Baca berita tanpa iklan. Gabung Kompas.com+

Marak Perang Tagar di Media Sosial, Efektifkah Pengaruhi Persepsi Publik?

Kompas.com - 12/06/2020, 19:05 WIB
Ahmad Naufal Dzulfaroh,
Inggried Dwi Wedhaswary

Tim Redaksi

KOMPAS.com - Media sosial merupakan sebuah keniscayaan pada era digital.

Berdasarkan laporan Hotsuite pada 2019, pengguna aktif media sosial di Indonesia mencapai 150 juta atau naik 15 persen dibandingkan dari tahun 2018.

Namun, arus informasi yang begitu besar dan cepat melalui media sosial, kerap mengaburkan garis antara kebenaran dan kebohongan.

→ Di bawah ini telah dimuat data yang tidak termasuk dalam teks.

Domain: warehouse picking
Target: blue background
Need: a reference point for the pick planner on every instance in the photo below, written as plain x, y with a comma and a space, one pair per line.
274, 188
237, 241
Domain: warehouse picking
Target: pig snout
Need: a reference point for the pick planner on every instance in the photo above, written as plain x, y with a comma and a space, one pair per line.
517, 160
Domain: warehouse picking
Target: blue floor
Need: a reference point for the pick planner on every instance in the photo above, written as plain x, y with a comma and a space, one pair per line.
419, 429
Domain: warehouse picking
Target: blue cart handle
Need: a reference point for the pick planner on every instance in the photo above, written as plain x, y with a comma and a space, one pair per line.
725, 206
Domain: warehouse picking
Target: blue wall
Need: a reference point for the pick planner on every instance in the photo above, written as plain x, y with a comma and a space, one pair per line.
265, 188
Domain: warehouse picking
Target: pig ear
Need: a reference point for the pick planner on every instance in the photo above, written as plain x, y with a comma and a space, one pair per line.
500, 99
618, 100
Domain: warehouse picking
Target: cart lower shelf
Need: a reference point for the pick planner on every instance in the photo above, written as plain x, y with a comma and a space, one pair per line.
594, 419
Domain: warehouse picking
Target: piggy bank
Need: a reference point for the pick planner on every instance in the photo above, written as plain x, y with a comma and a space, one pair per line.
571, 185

Penggunaan tanda pagar atau tagar pun menjadi salah satu pilihan agar informasi yang ingin disampaikan semakin menggema dan menjadi perhatian di media sosial.

Tak jarang terjadi perang tagar antar kubu yang saling berseberangan. Biasanya, perang tagar muncul saat merespons kebijakan publik.

Misalnya, dalam beberapa hari terakhir, ketika keluhan melonjaknya tagihan listrik banyak diunggah warganet.

Ada tagar #PLNVangke yang kemudian diikuti dengan munculnya "tagar tandingan" #TagihanPLNOkSaja.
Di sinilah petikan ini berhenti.